Population Statistic: Read. React. Repeat.
Tuesday, December 25, 2020

toasted
In the quirky tradition of Subservient Chicken and Hootie and the Burger King, ad agency Crispin Porter + Bogusky has launched a new campaign for BK. This time, they’ve moved on from the poultry items to the mainstay meat sandwich: The Whopper, and how customer would reaction if the signature burger were to be stricken from the menu unexpectedly.

Hence, Whopper Freakout.

The premise is that hidden cameras catch the shock-and-awe when customers order their usual Whopper, then get told that it’s been discontinued. A supplementary component is an interview crew that solicits opinions, giving miffed patrons the chance to sound off directly into a camera lens.

And I have no doubt that all this footage is real. And yet…

It comes off as fake, to me.

Don’t ask me why. It just does. The goofy reactions, the weird facial expressions… I’m not searching for an ah-ha moment here which would reveal this whole campaign as being orchestrated. But for some reason, it falls flat.

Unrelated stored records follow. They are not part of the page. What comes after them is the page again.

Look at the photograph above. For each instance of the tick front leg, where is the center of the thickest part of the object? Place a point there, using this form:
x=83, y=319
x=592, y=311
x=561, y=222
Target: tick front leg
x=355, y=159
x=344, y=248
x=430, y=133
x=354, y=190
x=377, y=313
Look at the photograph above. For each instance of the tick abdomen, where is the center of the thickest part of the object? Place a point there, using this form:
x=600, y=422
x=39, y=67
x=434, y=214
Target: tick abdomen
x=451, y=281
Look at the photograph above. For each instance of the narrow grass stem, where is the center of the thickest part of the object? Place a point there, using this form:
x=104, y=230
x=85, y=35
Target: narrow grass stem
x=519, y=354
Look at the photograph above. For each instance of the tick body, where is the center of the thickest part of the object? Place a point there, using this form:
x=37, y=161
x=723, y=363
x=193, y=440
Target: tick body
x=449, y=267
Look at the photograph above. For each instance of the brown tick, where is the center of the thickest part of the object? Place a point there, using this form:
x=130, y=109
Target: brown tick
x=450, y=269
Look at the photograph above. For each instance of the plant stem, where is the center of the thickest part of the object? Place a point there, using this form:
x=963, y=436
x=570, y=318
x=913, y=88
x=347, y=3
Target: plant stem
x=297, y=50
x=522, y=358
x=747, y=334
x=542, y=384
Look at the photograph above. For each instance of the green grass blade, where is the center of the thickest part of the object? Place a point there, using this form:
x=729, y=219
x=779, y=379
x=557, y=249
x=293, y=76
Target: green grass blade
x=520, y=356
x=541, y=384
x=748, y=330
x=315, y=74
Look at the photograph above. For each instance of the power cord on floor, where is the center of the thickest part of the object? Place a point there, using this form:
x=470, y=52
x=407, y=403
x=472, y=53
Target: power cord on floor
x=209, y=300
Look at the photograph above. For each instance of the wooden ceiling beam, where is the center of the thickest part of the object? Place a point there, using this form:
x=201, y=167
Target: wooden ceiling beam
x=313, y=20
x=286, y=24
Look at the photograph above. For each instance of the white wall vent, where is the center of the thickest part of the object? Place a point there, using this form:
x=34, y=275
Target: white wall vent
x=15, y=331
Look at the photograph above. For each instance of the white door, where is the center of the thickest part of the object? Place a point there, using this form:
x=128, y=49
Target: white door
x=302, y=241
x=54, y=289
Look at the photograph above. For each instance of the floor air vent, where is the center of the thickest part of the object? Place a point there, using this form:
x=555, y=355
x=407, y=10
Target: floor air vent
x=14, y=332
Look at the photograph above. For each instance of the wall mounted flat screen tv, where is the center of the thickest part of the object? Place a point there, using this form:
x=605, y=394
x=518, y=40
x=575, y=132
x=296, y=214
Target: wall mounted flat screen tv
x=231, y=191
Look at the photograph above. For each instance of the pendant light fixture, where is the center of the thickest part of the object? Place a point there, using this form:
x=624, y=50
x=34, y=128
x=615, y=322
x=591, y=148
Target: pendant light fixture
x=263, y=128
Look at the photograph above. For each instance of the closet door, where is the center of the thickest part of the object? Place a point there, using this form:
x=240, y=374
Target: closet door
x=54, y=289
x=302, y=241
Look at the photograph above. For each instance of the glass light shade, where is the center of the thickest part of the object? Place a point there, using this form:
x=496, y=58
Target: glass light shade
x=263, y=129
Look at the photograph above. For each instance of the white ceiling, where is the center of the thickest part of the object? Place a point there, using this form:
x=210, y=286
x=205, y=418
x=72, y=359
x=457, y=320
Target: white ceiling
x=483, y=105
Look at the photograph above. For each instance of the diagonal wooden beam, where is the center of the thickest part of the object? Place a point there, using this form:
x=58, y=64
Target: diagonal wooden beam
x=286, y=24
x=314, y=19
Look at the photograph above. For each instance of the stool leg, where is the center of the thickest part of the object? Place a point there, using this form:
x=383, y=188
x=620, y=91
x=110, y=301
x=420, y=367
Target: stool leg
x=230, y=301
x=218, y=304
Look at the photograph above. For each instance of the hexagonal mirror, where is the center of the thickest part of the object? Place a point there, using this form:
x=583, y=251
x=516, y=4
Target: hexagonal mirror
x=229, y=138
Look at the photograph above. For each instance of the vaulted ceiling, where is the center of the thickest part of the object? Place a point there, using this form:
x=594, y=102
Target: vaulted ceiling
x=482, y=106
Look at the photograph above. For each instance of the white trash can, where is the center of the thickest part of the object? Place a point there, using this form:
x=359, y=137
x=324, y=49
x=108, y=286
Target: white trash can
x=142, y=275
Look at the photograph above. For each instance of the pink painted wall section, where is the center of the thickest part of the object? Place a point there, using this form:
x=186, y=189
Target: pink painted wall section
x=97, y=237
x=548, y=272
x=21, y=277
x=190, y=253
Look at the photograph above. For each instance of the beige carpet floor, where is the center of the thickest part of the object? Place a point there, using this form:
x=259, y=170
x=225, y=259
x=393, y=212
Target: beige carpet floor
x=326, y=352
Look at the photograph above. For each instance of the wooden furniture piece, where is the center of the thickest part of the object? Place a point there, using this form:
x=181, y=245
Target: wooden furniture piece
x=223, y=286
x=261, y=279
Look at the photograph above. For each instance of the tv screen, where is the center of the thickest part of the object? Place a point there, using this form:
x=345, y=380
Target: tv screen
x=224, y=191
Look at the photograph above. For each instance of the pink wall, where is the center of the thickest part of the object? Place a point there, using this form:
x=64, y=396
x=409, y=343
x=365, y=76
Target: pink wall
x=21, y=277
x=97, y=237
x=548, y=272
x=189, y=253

I wonder if the final product wasn’t over-edited to the point where the authentic reactions lose their original impact. Or if terming relatively tame reactions as a “freakout” is overkill. Or maybe there’s been simply too much of this sort of “raw” footage making the television commercial rounds lately, and what was once a novelty has quickly worn thin. Whatever the reason, I’m quite unimipressed.

By the way: Take a look at the Whopper Freakout movie screenshot above. Anyone else think that Mr. Whopper Wasteoid (the guy on the left) looks like a hit-the-skids version of Huey Lewis?